According to Godwin, in years past the foundation has been staffed by the system office. But after the departure of several staff members, the foundation has been in the process of separating themselves organizationally from the system office.
“It will enable us to be more progressive, more aggressive, more attentive to what the needs and interests are of the system office, the State Board, and the 58 colleges,” Godwin said.
Godwin is the first executive director of the foundation.
He said his goal for the foundation includes better communication and relationships with the Presidents and Trustees Associations. He also said the foundation will be launching a major capital campaign and that the foundation’s budget will be synced with the system’s strategic plan and will focus on the highest priority needs of the 58 community colleges.
“As we fund projects, we like pilot projects that can be started in one area and then leveraged across the state,” Godwin said. “We focus on areas of impact that can affect all the colleges or as many colleges as possible, encouraging regionalization.”
Other items to note
The Board approved two new Cooperative Innovative High Schools (CIHS) for the 2022-23 school year.
Edgecombe Community College and Edgecombe County Schools will partner to form EDGE Early College of Health Sciences. The early college will provide opportunities for students interested in pursuing health sciences and will assist in meeting the overall health care needs in Edgecombe County.
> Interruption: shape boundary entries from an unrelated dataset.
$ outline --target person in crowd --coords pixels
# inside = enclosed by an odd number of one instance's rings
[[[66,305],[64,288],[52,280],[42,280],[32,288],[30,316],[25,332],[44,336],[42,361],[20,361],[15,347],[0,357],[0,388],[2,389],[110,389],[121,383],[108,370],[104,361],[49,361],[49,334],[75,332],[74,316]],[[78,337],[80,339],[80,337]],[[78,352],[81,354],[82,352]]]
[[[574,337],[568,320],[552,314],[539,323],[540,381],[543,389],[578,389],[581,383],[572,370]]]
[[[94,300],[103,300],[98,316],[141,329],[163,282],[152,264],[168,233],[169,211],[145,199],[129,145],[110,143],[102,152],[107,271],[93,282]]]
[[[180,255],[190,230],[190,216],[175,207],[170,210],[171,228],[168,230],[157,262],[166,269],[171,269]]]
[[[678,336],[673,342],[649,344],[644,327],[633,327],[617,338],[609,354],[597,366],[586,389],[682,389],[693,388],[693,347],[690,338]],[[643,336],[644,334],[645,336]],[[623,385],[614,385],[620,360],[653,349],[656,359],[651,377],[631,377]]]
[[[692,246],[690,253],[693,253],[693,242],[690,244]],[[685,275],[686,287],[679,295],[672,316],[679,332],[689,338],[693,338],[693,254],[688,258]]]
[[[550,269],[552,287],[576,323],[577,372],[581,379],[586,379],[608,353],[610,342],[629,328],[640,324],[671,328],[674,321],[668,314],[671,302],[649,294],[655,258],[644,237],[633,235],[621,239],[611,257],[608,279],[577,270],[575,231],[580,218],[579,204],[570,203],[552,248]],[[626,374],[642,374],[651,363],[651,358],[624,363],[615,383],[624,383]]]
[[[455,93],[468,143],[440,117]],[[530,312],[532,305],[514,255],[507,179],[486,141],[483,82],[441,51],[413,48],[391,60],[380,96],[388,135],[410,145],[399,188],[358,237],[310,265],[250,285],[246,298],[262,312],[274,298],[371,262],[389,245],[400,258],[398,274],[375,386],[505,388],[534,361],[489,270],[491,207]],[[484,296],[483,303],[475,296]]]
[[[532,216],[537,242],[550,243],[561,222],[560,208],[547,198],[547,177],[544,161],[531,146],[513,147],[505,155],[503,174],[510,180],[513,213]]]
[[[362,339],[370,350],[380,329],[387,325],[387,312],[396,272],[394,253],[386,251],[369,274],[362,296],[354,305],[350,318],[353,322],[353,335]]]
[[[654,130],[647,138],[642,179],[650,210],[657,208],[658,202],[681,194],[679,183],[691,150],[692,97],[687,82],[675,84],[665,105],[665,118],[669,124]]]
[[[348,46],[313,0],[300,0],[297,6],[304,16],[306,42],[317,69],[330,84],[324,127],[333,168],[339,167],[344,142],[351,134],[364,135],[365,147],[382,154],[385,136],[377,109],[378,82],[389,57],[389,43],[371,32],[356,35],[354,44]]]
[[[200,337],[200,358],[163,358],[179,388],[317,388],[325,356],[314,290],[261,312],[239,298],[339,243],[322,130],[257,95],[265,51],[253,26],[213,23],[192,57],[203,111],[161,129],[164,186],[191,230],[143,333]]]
The Board also approved Wake Early College of Information and Biotechnologies, a partnership between Wake County Schools and Wake Technical Community College. The goal is to meet the demands for information and biotechnologies in the Triangle.
The Board approved funds to recruit and retain community college faculty in high-demand fields. The funds, which were part of the state budget, can be used for salary increases, or one-time bonuses for hard-to-recruit or hard-to-retain faculty in Tier 1A or Tier 1B courses. This includes part-time and full-time faculty in both curriculum and career and technical education.
Allocations for each community college can be found here.
The next State Board of Community Colleges meeting is March 17-18.